The interesting thing is that I never abandoned anime. Today, although my execution is pictorial and seeks that realistic and atmospheric finish, the DNA of my work remains anime. My compositions, character designs, and visual narrative continue to draw from that original source. I have simply changed the tool with which I tell those stories: now I use the vocabulary of classical realism to give physical weight to the narratives that have always fascinated me.

How does Renaissance influence your work?

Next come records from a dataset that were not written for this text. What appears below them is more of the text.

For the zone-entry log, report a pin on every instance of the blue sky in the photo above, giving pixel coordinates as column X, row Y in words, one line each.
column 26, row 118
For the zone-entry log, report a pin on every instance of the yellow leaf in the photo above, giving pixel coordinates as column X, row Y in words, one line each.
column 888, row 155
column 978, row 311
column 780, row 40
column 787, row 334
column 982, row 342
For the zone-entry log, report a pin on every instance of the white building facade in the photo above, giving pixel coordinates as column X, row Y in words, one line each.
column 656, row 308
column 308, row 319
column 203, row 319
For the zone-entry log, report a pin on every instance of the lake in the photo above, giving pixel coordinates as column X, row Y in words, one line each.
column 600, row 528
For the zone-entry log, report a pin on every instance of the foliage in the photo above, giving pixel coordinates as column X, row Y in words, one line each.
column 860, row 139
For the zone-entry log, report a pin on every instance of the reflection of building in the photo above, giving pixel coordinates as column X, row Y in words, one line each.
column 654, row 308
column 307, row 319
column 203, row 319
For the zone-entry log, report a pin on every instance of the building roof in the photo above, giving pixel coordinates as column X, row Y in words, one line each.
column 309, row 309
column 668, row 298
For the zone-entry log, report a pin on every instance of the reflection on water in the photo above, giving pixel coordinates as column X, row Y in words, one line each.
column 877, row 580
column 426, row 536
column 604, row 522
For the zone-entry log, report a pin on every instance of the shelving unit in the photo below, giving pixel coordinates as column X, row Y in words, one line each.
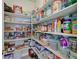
column 64, row 12
column 16, row 15
column 16, row 50
column 56, row 33
column 68, row 10
column 40, row 57
column 49, row 48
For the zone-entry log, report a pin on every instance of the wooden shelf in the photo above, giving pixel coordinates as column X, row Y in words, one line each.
column 63, row 12
column 19, row 39
column 59, row 54
column 56, row 33
column 17, row 22
column 16, row 15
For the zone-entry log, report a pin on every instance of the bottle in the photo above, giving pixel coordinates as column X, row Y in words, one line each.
column 58, row 25
column 64, row 42
column 74, row 26
column 52, row 26
column 67, row 25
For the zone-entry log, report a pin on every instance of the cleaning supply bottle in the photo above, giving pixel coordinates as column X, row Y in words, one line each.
column 58, row 25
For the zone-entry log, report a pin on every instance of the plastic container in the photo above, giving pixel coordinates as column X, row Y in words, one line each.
column 58, row 25
column 74, row 26
column 64, row 42
column 67, row 25
column 49, row 27
column 56, row 5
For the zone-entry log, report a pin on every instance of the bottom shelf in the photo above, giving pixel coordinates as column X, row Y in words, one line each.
column 58, row 53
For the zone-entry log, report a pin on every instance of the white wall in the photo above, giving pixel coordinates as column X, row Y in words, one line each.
column 27, row 5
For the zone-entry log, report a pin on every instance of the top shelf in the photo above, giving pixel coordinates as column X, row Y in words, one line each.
column 16, row 15
column 63, row 12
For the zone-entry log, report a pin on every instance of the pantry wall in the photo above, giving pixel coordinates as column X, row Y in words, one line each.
column 40, row 29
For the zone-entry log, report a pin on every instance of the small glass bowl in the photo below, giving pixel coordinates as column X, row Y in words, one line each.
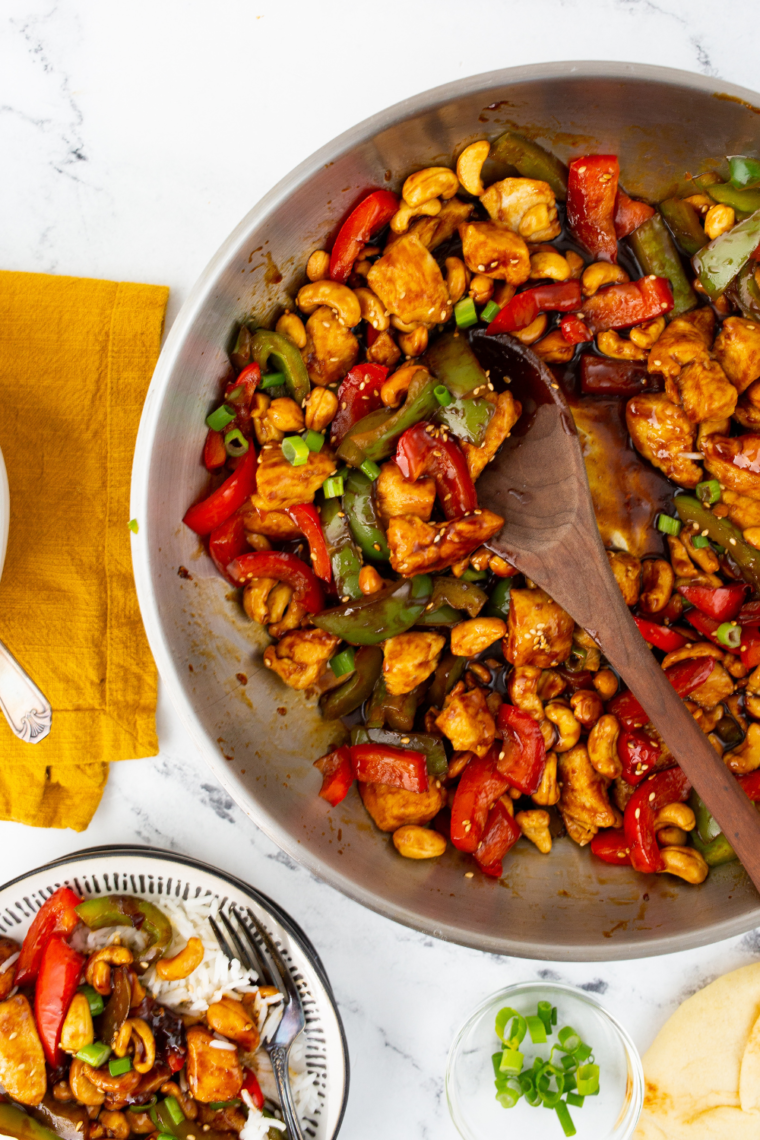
column 470, row 1089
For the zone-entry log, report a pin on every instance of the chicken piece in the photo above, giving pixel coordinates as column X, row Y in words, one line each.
column 539, row 630
column 627, row 570
column 409, row 283
column 737, row 350
column 583, row 803
column 491, row 249
column 332, row 349
column 506, row 415
column 466, row 721
column 280, row 485
column 734, row 462
column 393, row 807
column 408, row 659
column 212, row 1074
column 686, row 339
column 526, row 205
column 230, row 1018
column 662, row 433
column 398, row 496
column 704, row 390
column 422, row 547
column 22, row 1061
column 300, row 657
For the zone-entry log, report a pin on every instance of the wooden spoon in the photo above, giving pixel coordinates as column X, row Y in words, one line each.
column 538, row 483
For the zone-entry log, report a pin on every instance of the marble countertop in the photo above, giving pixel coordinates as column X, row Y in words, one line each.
column 135, row 137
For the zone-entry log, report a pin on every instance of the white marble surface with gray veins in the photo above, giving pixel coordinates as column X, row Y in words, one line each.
column 133, row 138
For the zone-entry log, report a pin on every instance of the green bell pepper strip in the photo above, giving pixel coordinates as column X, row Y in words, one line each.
column 373, row 619
column 452, row 363
column 532, row 161
column 418, row 741
column 264, row 344
column 655, row 252
column 466, row 418
column 722, row 532
column 459, row 594
column 718, row 263
column 353, row 692
column 345, row 561
column 127, row 910
column 375, row 436
column 362, row 518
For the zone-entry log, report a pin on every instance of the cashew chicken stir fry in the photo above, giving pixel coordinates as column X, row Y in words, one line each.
column 350, row 439
column 86, row 1050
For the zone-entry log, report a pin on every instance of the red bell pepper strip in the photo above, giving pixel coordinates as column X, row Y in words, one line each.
column 630, row 303
column 638, row 755
column 630, row 214
column 307, row 519
column 337, row 774
column 418, row 453
column 56, row 985
column 591, row 194
column 480, row 786
column 362, row 224
column 522, row 758
column 573, row 330
column 721, row 603
column 283, row 567
column 399, row 767
column 56, row 915
column 650, row 797
column 660, row 636
column 611, row 846
column 685, row 676
column 357, row 397
column 524, row 307
column 501, row 832
column 205, row 516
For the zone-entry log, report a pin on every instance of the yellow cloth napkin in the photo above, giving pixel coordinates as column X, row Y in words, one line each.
column 75, row 361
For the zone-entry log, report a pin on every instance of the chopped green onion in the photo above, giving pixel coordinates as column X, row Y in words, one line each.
column 709, row 491
column 220, row 417
column 295, row 450
column 668, row 524
column 96, row 1053
column 537, row 1029
column 729, row 634
column 370, row 470
column 235, row 442
column 94, row 999
column 490, row 311
column 272, row 380
column 565, row 1118
column 120, row 1065
column 465, row 312
column 342, row 662
column 315, row 441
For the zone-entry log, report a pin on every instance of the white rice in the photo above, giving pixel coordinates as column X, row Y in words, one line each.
column 214, row 978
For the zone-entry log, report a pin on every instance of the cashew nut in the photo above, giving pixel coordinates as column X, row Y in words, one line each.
column 613, row 345
column 372, row 308
column 414, row 841
column 338, row 298
column 432, row 182
column 686, row 862
column 570, row 730
column 594, row 277
column 603, row 747
column 470, row 165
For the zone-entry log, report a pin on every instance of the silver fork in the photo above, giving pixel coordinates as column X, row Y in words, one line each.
column 269, row 965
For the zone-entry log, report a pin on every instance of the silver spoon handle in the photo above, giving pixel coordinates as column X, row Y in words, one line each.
column 25, row 708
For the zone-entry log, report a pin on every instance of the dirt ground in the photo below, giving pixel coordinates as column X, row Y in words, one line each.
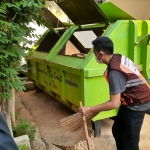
column 47, row 112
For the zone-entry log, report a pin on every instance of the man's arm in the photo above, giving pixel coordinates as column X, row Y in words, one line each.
column 117, row 83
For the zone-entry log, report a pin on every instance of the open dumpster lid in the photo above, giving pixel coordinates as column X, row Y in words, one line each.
column 52, row 18
column 82, row 11
column 114, row 13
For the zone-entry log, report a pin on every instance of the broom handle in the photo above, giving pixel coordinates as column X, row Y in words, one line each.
column 85, row 128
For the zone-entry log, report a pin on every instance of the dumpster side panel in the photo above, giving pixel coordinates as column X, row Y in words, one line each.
column 73, row 88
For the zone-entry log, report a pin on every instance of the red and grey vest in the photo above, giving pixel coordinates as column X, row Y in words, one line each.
column 137, row 89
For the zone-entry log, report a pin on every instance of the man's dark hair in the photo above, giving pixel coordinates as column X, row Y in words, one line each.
column 103, row 43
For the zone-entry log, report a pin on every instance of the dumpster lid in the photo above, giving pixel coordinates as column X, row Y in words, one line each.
column 52, row 18
column 114, row 13
column 82, row 11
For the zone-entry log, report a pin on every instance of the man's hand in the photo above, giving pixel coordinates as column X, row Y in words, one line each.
column 84, row 110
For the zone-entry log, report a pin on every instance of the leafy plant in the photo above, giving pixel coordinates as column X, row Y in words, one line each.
column 22, row 147
column 25, row 127
column 15, row 16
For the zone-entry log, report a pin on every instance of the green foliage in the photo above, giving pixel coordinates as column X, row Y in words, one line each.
column 22, row 147
column 25, row 127
column 15, row 15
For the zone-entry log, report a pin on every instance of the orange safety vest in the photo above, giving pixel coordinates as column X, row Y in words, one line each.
column 137, row 89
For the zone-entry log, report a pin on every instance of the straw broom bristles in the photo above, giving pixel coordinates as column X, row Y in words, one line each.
column 75, row 121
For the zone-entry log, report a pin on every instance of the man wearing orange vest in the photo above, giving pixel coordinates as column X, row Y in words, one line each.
column 126, row 84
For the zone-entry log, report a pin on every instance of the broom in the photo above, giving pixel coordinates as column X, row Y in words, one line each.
column 74, row 122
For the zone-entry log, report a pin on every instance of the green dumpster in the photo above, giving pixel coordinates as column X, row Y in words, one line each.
column 63, row 63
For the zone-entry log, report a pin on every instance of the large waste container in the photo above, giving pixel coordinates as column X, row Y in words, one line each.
column 63, row 63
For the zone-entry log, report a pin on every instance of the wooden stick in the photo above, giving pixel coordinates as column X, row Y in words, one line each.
column 85, row 128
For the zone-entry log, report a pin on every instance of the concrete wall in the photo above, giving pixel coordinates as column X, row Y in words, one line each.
column 139, row 9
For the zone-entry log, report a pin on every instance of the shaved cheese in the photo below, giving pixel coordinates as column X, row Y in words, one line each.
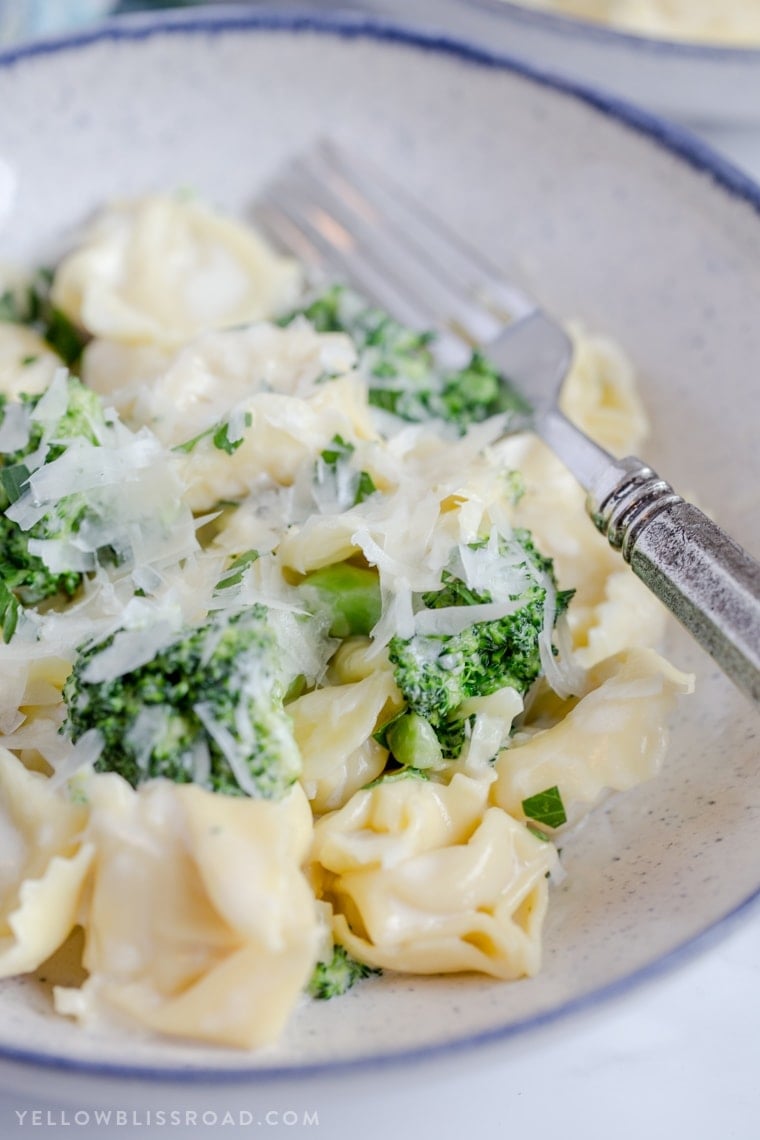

That is precisely the core of my visual quest. For me, classical art (both the Renaissance and the Tenebrism that obsesses me) is a perfect language for theatricality and emotional narrative. I treat my works as “closed systems” where light and composition direct the story.

Let me explain how these influences specifically shape these two pieces:

Pluralitas Concentio

In this work, the influence is evident in the scenic depth and triangular hierarchy.

I structured the classroom like a theater stage. The two characters at the extremes (Ayato and Reika) act as repoussoir (a technique for framing the main action and drawing the gaze toward the center), inviting the viewer to be part of the audience.

The central figure of Haruka holding Ayato is a direct reference to the Pietà. I was looking for that emotional gravity and the physical and spiritual weight of loss, lit in a way that highlights the drama under the divine gaze of the RahXephon in the background.

Mother Is the First Other

Here, the direct influence is a section of the main door of Milan Cathedral. It is not a Renaissance work, but it draws heavily from that school, so I did the same and reinterpreted it with Evangelion imagery but with a historical and solemn weight to illustrate Shinji’s fractured psyche and the omnipresence of Rei/Yui. The arrangements of Rei’s multiple clones, with their intertwined and floating limbs, seek that dynamic but frozen movement, where gravity seems not to exist, creating an ethereal atmosphere.

ricardo paredes

Pluralitas Concentio│© Ricardo Paredes

Thanks Ricardo, what message do you have for the world?

I would like to address other creators. If there is one thing I have learned along the way that I can share with you, it is this: do your master studies.

No matter what style you use or what your niche is, studying reality and other artists is essential. It is what truly nourishes your visual library and refines your painting and drawing techniques. Understanding the fundamentals is what gives you the creative freedom to break the rules later.

Looking back, it’s incredible to think how anime and manga defined my life from such an early age. That passion, cultivated over the years and through the internet, is what allows me to make a living doing what I love as a freelance artist today. It’s a privilege to have turned that obsession into my professional career.

Thank you so much for the opportunity to do this interview and for letting me share a little bit of my process and my story. It’s been a pleasure.